We conducted a retrospective multicenter cohort study using three large-scale ICU databases from the United States and the Netherlands. Adult patients with suspected infection within 72 h of ICU admission were included. Sepsis was independently identified according to Sepsis-3 criteria, utilizing either the SOFA-1 or SOFA-2 score. We systematically compared diagnostic concordance, the timeliness of sepsis detection, clinical outcomes and predictive performance of prognostic models between the two scoring systems. The primary outcome was ICU mortality, while secondary outcomes included hospital mortality and 28-day survival.

Results

The study cohort comprised 74,615 adult patients with suspected infection. The diagnostic concordance of sepsis between SOFA-1 and SOFA-2 reached 89.62%. However, SOFA-1 and SOFA-2 uniquely identified an additional 3.54% and 6.84% of patients as having sepsis, respectively.

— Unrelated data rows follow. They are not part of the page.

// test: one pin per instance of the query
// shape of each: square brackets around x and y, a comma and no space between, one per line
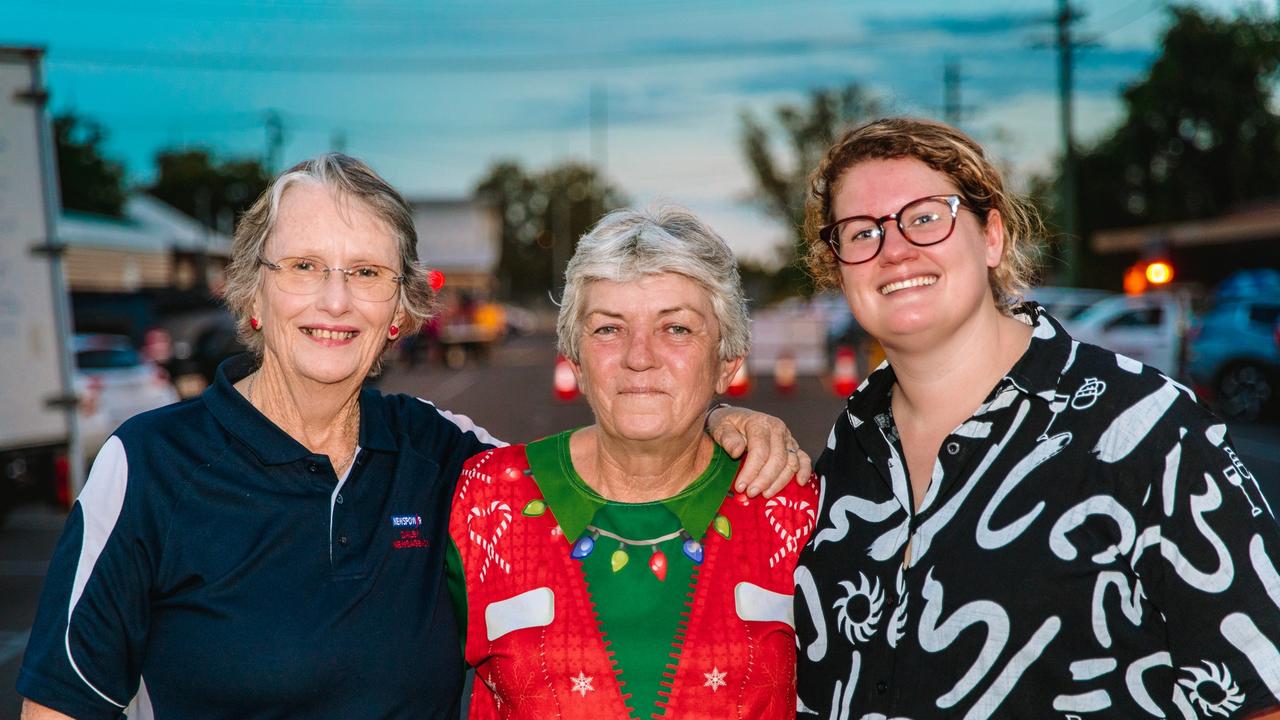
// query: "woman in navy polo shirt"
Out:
[275,547]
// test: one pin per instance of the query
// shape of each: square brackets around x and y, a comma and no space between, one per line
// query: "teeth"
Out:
[912,282]
[328,335]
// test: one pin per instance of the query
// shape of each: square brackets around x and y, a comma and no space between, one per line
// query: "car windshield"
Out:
[106,359]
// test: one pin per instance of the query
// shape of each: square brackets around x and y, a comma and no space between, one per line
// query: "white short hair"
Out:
[627,245]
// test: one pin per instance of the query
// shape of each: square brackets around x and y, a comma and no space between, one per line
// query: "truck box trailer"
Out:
[39,456]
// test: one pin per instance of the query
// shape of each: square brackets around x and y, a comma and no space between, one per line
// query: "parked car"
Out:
[1066,304]
[1233,356]
[114,383]
[1150,328]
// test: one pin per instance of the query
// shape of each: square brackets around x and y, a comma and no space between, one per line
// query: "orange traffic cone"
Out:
[785,373]
[563,381]
[741,382]
[845,373]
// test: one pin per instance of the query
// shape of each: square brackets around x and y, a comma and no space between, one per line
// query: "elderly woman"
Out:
[609,572]
[275,547]
[1014,524]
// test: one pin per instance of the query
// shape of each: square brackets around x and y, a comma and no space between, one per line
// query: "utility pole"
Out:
[951,109]
[599,133]
[274,141]
[1066,44]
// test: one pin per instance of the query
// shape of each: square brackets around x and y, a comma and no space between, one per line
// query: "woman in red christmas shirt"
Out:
[612,572]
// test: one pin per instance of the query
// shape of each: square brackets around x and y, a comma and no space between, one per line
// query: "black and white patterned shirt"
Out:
[1089,546]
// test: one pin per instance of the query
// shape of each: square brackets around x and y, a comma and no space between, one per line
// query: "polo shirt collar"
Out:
[575,504]
[264,438]
[1037,372]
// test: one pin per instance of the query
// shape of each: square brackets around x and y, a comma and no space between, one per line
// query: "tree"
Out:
[1198,135]
[90,182]
[782,185]
[211,191]
[543,215]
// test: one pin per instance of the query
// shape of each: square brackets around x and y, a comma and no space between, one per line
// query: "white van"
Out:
[1150,328]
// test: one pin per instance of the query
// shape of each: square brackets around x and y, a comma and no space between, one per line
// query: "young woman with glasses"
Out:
[1013,524]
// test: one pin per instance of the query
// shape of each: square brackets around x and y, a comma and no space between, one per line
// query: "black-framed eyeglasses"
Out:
[923,222]
[306,276]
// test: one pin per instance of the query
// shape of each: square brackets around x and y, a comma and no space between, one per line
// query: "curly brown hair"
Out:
[949,151]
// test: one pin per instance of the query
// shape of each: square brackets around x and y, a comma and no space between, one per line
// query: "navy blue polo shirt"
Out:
[215,568]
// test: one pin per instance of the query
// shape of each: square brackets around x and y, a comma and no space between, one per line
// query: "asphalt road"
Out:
[511,396]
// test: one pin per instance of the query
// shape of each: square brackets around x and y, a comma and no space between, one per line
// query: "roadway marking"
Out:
[12,643]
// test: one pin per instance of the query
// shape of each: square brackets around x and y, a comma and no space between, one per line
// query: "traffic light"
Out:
[1146,274]
[1160,272]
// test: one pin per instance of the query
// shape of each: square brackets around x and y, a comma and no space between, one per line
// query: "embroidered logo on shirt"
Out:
[410,536]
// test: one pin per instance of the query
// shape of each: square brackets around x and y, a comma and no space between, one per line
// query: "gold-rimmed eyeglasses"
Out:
[306,276]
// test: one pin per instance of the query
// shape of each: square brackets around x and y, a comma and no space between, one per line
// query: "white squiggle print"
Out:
[808,589]
[990,538]
[938,520]
[1265,569]
[1224,696]
[936,637]
[859,629]
[1244,634]
[1092,701]
[1130,602]
[842,696]
[1202,504]
[891,542]
[1077,515]
[897,621]
[1092,668]
[1171,461]
[1013,671]
[1134,424]
[1138,688]
[1128,364]
[853,505]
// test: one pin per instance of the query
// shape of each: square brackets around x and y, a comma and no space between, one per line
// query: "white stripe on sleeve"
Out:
[100,504]
[467,425]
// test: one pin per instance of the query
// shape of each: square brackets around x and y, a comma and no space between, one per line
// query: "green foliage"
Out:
[90,182]
[1200,136]
[543,214]
[805,132]
[211,191]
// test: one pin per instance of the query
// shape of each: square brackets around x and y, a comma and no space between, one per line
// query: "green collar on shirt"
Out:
[575,504]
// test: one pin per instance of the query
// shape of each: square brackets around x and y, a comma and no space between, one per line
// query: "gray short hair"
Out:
[347,178]
[627,245]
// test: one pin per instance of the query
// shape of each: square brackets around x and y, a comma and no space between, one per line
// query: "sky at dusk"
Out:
[433,92]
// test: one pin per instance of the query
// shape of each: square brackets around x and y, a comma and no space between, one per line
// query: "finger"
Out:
[755,459]
[775,463]
[731,441]
[805,473]
[785,478]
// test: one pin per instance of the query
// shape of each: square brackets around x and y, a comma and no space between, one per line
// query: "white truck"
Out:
[39,454]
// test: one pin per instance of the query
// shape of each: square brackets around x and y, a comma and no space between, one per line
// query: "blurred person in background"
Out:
[611,570]
[1013,524]
[275,547]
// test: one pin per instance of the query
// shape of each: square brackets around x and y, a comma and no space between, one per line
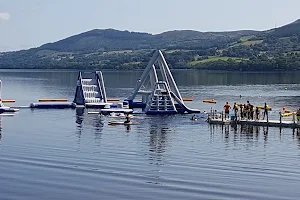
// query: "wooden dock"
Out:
[270,123]
[219,119]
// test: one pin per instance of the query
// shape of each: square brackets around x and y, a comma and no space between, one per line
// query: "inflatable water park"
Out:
[155,93]
[156,87]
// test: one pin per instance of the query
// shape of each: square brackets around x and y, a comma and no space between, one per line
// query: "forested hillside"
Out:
[276,49]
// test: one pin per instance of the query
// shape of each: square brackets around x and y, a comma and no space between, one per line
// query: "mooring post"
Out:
[280,118]
[222,117]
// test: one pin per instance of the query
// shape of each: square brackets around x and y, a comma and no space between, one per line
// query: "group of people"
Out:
[246,111]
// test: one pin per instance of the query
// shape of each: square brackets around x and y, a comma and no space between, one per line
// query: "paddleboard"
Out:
[209,101]
[287,114]
[122,123]
[262,107]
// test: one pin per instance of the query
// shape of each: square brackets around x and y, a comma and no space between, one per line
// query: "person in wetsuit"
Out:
[128,118]
[227,109]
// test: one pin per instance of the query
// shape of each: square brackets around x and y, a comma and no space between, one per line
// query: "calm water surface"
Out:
[70,154]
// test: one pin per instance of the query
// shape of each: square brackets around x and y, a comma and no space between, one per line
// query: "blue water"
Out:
[70,154]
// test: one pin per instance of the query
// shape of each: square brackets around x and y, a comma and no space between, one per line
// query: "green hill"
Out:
[275,49]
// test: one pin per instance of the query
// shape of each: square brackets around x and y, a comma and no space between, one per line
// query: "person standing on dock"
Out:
[257,113]
[266,111]
[298,115]
[241,111]
[227,109]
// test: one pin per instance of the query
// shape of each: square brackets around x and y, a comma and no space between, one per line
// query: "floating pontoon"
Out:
[158,90]
[90,90]
[3,108]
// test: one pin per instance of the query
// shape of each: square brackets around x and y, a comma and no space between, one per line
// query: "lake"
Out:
[70,154]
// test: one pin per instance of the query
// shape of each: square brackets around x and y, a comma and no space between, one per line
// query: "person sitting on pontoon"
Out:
[128,118]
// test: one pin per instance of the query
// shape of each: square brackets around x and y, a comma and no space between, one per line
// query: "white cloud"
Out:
[4,16]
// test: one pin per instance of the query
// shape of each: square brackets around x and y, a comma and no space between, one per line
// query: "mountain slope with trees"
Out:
[275,49]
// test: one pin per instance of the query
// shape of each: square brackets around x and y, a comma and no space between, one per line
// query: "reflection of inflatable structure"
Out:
[90,90]
[158,90]
[3,108]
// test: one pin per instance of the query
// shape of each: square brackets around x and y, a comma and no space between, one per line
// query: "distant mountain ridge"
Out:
[110,39]
[277,48]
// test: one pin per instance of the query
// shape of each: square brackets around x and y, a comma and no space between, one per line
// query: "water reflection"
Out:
[94,121]
[250,134]
[0,129]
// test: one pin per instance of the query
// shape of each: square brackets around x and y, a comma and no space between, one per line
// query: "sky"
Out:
[30,23]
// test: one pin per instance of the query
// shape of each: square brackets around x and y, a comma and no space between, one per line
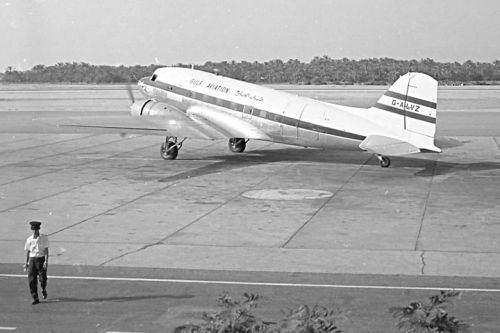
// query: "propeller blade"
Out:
[130,93]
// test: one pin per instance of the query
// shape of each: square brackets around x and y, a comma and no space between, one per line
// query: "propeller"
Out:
[130,93]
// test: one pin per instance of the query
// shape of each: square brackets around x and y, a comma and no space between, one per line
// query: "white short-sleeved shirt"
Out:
[37,246]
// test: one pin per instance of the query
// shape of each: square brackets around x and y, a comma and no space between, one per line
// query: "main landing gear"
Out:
[384,161]
[237,145]
[170,148]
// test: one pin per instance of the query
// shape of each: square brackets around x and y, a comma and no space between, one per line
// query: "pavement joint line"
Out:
[431,182]
[250,283]
[113,208]
[46,144]
[77,166]
[324,204]
[183,227]
[60,192]
[57,154]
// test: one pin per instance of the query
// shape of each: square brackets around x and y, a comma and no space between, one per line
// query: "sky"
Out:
[143,32]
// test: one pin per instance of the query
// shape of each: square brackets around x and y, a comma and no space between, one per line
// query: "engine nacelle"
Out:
[150,107]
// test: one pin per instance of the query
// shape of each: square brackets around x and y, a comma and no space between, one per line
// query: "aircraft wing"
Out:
[105,122]
[385,145]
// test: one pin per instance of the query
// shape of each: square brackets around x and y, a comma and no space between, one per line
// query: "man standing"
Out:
[37,260]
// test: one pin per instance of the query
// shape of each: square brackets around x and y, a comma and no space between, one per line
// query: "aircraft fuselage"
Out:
[268,114]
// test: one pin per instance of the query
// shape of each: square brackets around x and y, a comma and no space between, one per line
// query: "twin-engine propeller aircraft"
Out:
[186,103]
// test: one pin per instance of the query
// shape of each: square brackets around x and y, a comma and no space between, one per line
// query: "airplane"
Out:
[188,103]
[185,103]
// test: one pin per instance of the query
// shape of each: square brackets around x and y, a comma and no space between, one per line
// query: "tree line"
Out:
[320,70]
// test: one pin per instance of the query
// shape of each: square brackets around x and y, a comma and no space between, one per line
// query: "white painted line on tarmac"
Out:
[268,284]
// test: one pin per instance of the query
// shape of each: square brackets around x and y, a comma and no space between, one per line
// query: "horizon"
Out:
[131,32]
[241,61]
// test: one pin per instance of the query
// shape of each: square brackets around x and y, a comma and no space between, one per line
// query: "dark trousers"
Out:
[35,269]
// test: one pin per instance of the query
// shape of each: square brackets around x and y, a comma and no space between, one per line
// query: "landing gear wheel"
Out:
[384,161]
[169,150]
[237,145]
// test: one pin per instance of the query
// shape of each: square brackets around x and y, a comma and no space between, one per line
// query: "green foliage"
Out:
[236,316]
[320,70]
[429,316]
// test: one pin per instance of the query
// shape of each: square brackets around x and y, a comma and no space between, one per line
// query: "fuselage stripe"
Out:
[264,114]
[409,114]
[411,99]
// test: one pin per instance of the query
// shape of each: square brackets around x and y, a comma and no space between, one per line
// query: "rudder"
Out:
[414,98]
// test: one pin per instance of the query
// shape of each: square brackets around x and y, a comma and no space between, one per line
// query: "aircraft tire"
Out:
[385,161]
[171,154]
[237,145]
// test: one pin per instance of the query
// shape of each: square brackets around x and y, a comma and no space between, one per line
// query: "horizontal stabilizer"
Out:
[385,145]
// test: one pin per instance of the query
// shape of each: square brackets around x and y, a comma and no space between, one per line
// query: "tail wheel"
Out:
[169,150]
[384,161]
[237,145]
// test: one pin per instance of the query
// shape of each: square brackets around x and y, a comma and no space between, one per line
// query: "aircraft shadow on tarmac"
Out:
[118,299]
[427,163]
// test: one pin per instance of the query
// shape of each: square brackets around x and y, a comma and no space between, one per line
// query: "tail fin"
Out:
[410,104]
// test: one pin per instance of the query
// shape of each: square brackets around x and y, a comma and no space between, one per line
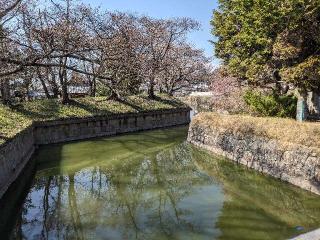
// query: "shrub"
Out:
[271,105]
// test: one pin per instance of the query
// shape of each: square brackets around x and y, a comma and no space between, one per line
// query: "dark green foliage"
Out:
[271,105]
[256,38]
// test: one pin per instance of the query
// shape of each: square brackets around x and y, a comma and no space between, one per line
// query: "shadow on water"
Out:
[153,185]
[11,204]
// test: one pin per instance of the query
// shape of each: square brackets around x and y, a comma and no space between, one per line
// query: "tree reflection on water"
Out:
[155,186]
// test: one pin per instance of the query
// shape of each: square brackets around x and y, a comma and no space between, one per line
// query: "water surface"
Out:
[151,185]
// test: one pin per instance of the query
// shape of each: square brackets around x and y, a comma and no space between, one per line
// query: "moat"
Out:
[150,185]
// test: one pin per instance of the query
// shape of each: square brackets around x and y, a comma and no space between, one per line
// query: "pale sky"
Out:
[200,10]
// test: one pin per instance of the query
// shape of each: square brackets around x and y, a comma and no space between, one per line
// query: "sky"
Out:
[200,10]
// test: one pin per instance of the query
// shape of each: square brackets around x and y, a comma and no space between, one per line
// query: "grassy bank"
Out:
[281,129]
[15,118]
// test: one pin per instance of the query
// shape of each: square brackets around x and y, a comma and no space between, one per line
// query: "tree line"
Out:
[272,44]
[54,44]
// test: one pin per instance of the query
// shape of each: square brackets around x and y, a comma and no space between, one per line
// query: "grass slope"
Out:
[282,129]
[16,118]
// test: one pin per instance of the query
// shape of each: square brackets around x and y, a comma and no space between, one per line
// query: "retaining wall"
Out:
[293,163]
[16,152]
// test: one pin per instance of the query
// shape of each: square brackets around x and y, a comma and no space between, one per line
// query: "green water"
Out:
[152,185]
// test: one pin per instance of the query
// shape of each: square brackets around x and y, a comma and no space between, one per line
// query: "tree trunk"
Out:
[93,87]
[44,86]
[114,95]
[64,84]
[302,110]
[313,103]
[151,90]
[5,91]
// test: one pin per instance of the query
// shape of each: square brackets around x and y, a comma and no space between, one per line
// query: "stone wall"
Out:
[77,129]
[15,153]
[293,163]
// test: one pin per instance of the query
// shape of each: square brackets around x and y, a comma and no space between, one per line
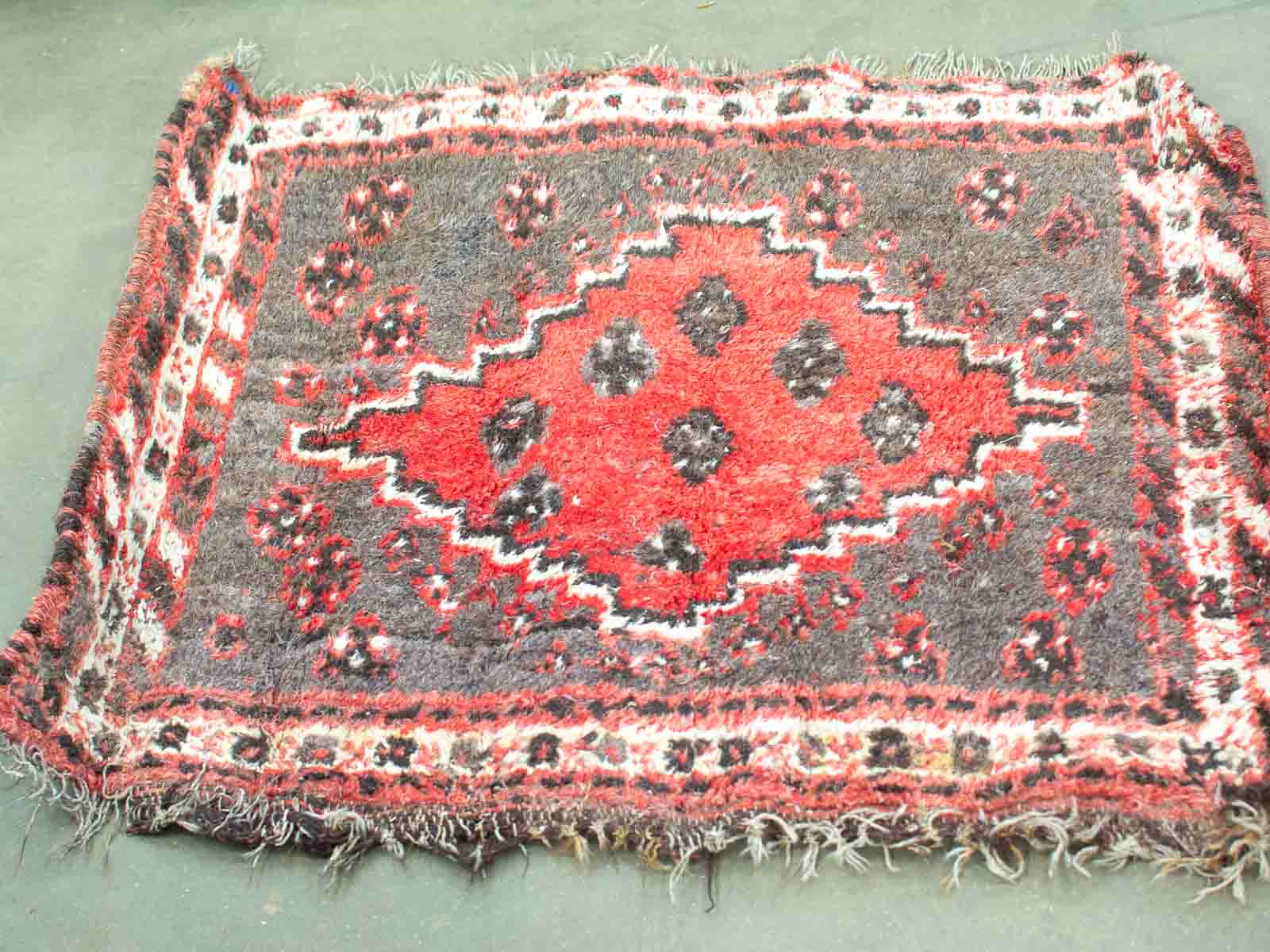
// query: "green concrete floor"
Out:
[83,92]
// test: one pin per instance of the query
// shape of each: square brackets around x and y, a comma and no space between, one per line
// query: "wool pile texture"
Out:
[810,461]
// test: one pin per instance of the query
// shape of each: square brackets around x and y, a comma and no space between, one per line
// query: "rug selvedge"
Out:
[679,772]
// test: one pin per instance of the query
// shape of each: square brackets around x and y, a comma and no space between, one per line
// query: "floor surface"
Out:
[83,92]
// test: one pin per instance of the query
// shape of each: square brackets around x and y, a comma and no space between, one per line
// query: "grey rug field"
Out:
[86,90]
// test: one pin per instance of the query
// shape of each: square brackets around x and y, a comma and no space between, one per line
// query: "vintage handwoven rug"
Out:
[656,460]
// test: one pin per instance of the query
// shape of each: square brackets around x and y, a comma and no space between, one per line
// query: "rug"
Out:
[813,461]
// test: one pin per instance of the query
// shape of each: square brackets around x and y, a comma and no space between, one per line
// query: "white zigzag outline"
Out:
[696,622]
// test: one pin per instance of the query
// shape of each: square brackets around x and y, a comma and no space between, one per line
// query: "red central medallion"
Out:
[718,399]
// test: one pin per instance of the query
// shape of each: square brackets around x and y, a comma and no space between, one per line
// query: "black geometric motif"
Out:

The diagnostic discrepancies were primarily attributable to updates in respiratory and renal scoring criteria. ICU mortality was highest among the Concordant Positive group (15.63%). Notably, both discordant groups exhibited substantial mortality (SOFA-1 Only: 8.31%; SOFA-2 Only: 9.23%), both of which were significantly higher than those of patients not classified as having sepsis by either score (6.71%; P = .002 and P = 2.87 × 10–15). Within the Concordant Positive group, 61.24% of patients were diagnosed simultaneously by both criteria. However, SOFA-2 achieved earlier diagnosis in a greater proportion of cases than SOFA-1 (23.12% vs. 15.64%), despite heterogeneity across different databases. Predictive models derived from the SOFA-2 score demonstrated numerically higher area under the receiver operating characteristic curve (AUROC) values in forecasting ICU mortality than those based on SOFA-1 (0.736 vs. 0.728 in internal cross-validation, P = .386; 0.743 vs. 0.720 in external validation, P = .375).

Conclusions

SOFA-1 and SOFA-2 showed high concordance in sepsis detection, yet each identified distinct patient subgroups with significant mortality. A transitional strategy utilizing both SOFA-1 and SOFA-2 is advised until updated expert-validated sepsis criteria are established.